CRYSTAL LAKE WORLD BUILDING NOTES:
In part I we saw the very small diner/market where all the locals seemed to have breakfast. In this one it seems to be a more lively town than previously revealed, because when the counselors go out for their last night on the town they’re at a huge bar that has a live band and is totally crowded with people of varying ages. According to the sign it’s also a casino. There are two pinball machines and a Galaga. And when Ted asks an old guy at the bar if there are any “after hours places around here” the guy says, “Sure are!” So Crystal Lake is not a one horse, only summer camps town. It has a thriving night life.
Something called “the old cemetery” is mentioned, but not seen. It’s referred to by Ted in the context of a prank though, so its existence is not necessarily canonical.
Alice was not the only part I character they decided to bring back and kill. Walt Gorney returns as Crazy Ralph to warn everybody. For the last time. R.I.P. Crazy Ralph and condolences to your poor wife mentioned in part I who might still be out there.

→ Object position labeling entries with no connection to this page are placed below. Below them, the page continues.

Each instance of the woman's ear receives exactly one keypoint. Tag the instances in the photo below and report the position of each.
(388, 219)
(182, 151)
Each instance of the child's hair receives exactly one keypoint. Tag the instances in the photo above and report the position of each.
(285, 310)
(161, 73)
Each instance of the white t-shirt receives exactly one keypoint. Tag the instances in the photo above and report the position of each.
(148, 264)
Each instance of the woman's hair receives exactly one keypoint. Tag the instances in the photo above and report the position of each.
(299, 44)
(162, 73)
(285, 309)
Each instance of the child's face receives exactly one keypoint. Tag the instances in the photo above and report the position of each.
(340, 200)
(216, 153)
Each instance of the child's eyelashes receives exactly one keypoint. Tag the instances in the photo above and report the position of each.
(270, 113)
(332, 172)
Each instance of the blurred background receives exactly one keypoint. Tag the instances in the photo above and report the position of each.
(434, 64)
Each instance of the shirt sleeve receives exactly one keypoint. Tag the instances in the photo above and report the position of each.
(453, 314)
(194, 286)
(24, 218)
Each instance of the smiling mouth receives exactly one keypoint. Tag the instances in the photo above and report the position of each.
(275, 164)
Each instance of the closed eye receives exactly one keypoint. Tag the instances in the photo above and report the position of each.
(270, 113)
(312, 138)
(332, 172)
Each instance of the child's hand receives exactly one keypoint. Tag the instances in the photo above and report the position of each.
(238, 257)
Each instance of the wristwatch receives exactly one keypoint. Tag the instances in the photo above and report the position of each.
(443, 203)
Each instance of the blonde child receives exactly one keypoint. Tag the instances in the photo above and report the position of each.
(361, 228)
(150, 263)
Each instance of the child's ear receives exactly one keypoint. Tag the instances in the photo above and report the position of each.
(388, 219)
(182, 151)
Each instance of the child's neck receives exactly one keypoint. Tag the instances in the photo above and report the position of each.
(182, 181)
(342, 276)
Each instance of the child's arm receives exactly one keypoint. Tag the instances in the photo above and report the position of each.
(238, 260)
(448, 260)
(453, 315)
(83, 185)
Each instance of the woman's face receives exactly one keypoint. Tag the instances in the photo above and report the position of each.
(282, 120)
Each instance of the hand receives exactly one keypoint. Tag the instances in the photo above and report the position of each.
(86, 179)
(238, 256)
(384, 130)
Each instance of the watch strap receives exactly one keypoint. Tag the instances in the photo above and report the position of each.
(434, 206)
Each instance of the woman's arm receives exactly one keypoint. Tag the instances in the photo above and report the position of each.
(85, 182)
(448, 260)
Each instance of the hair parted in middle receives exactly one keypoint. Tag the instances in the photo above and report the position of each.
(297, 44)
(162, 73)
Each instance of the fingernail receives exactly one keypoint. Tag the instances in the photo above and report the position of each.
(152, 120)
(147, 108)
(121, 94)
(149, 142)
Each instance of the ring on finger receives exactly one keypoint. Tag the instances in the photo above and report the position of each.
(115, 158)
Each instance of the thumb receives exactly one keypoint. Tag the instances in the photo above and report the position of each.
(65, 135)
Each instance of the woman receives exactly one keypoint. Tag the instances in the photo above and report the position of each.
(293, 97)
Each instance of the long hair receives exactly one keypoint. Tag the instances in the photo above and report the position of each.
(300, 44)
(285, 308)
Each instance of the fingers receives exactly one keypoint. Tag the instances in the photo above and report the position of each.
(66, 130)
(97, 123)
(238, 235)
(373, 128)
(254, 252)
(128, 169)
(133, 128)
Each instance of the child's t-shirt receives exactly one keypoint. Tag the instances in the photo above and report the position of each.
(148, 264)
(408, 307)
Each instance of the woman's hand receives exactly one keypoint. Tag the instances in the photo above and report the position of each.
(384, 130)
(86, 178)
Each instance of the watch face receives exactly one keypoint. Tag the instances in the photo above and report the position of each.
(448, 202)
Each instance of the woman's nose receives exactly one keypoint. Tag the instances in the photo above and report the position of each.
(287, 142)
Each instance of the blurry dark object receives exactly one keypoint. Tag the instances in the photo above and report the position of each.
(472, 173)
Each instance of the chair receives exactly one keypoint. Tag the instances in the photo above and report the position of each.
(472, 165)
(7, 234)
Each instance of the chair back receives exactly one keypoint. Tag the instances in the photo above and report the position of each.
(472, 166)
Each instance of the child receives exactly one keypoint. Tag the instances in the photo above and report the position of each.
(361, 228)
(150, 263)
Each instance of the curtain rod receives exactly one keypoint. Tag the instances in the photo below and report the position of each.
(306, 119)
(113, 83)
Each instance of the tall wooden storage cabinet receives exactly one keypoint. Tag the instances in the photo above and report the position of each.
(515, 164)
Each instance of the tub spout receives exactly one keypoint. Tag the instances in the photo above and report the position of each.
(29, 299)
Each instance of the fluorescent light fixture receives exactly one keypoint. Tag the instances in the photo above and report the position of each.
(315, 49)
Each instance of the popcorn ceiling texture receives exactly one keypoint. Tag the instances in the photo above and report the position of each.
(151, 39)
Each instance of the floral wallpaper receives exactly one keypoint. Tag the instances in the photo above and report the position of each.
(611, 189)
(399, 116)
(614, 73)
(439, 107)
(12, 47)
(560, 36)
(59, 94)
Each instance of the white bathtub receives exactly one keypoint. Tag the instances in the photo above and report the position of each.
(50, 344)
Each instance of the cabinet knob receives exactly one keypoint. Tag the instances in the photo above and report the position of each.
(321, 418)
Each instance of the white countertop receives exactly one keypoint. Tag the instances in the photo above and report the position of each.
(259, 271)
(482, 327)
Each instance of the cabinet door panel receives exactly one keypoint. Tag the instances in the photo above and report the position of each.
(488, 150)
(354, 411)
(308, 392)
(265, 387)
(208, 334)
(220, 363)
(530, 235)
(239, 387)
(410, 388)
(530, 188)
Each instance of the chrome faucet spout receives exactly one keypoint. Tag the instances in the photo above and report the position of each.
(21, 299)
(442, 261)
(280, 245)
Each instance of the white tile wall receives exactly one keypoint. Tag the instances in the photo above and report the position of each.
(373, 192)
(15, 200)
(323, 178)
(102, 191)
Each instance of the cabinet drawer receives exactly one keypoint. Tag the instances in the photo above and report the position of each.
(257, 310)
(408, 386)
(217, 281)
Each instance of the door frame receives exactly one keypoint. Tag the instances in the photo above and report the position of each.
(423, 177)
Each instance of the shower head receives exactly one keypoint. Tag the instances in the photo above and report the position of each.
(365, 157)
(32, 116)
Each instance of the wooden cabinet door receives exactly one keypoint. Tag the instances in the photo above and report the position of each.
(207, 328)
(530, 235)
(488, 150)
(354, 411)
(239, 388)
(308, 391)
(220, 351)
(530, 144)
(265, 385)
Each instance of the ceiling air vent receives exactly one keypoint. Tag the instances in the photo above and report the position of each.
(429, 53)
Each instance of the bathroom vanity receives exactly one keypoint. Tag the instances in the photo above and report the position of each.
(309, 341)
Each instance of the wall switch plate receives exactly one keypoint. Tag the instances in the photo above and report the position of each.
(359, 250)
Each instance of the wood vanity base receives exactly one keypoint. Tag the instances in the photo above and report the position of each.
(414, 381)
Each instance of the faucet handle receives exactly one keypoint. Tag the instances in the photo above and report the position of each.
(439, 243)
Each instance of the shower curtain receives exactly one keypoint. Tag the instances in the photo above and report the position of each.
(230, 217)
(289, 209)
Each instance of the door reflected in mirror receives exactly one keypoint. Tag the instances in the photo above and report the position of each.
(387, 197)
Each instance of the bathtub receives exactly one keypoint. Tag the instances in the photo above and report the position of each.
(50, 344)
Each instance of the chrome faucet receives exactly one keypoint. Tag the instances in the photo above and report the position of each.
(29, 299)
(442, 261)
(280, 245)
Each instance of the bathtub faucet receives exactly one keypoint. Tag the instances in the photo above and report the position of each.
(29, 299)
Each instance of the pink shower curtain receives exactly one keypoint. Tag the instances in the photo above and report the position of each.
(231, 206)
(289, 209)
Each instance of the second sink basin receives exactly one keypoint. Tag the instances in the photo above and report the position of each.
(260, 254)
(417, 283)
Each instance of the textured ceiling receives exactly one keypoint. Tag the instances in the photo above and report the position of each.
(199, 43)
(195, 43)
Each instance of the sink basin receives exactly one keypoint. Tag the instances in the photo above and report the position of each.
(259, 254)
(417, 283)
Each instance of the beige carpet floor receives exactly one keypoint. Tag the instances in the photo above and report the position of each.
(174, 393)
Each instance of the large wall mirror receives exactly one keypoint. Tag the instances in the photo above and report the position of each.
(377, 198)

Also, is Paul still alive at the end? Ginny wonders where he is when she’s loaded into the ambulance, and we never hear about him again. If he survived he must’ve learned from Alice’s experience and moved to another continent. Same with Ginny, who is seen in flashback in part III as if she’s about to be killed, but we know from II that that scene was before she was taken out on the stretcher.
PERSONAL ANECDOTE:
In October of 1997 – on or near Halloween, I can’t remember exactly – a Seattle theater that no longer exists called the UA 150 had a one time (midnight?) show. On one screen they were showing SCREAM and on another they were showing FRIDAY THE 13TH PART II. I went with a group of friends and obviously it was PART II we were interested in. We all loved SCREAM but, although it wouldn’t be on video for a few more months, we had seen it a couple times not too many months ago, so seeing FRIDAY THE 13TH was a much bigger opportunity. We had been able to see part 3 in 3D a few years earlier, which had been the Holy Grail, and this was the runner up.

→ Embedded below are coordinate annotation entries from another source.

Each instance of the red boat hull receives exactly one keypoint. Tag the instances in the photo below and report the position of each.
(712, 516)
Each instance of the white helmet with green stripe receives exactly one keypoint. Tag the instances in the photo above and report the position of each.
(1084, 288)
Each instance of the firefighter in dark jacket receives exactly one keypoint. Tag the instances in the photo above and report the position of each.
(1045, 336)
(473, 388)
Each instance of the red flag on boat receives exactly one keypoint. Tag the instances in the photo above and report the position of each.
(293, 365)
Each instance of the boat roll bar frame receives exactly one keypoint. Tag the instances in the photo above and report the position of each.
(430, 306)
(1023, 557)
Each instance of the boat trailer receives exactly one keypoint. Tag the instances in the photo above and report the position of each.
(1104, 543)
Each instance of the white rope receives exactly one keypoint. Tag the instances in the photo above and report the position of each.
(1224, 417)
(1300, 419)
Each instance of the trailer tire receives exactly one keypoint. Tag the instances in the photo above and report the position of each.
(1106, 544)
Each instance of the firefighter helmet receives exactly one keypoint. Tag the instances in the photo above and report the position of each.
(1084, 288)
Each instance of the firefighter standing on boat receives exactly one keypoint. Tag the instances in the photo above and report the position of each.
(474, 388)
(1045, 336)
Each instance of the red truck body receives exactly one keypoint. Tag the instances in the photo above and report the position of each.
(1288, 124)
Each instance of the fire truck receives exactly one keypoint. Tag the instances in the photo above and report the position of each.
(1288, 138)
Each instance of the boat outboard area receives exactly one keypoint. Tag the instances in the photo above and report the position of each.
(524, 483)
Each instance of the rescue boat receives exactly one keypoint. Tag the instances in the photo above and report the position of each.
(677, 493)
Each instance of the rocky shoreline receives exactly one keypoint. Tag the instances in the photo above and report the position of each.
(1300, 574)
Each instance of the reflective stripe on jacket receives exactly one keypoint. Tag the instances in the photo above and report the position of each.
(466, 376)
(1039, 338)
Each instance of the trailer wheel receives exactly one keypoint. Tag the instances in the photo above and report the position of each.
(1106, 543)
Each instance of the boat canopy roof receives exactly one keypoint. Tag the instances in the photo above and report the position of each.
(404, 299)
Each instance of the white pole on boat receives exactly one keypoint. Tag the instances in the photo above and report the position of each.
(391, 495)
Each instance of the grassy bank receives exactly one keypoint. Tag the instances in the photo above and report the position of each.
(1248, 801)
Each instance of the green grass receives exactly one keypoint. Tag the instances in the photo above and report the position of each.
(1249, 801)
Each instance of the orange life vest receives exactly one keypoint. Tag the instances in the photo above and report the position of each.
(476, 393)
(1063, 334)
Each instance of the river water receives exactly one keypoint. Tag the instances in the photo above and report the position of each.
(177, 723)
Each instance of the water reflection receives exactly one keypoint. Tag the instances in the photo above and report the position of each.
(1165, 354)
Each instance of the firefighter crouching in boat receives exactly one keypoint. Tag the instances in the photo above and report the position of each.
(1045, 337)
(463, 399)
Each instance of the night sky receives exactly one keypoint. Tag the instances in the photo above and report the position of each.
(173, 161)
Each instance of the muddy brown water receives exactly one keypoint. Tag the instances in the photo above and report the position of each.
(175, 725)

We waited in the buzzing young crowd for a while and then a theater employee came to the front and explained that there had been a mix up with the signs so if anybody is in here for FRIDAY THE 13TH PART II they’re in the wrong theater, this is the theater for SCREAM. Immediately the crowd roared with mocking laughter. I believe I literally heard someone saying, “Why would anybody want to see that?” as we, and only we, made the walk of shame out of the theater into the obviously way more exciting one at the time even though both are classics.
WORM ON A HOOK NOTES:
FRIDAY THE 13TH PART II was the main movie I thought of when I pictured the sort of slasher vibe I wanted for my book. To me it’s one of the best examples of a movie that’s totally formulaic in a way that makes me appreciate the sturdiness of the formula rather than lament the lack of originality.
My most direct PART II homage is to the campfire scene. It’s very logical to tell a horror backstory at a campfire, and I doubt this was the first time it was done, but it’s the specific one I was thinking of. For mine I tried to combine the local legend of the slasher with the Just How Badass Is He? speech of a Seagal type movie.
I also have a subplot about a character doing a prank, a slasher cliche that sort of happens in Part I but is used more effectively here with Ted.
October 5th, 2021 at 7:54 am
“the notorious fart comedy KING FRAT” – I can’t tell if this is a typo or not, but it’s funny either way!
Great review as always, Vern. Loved the SCREAM story too.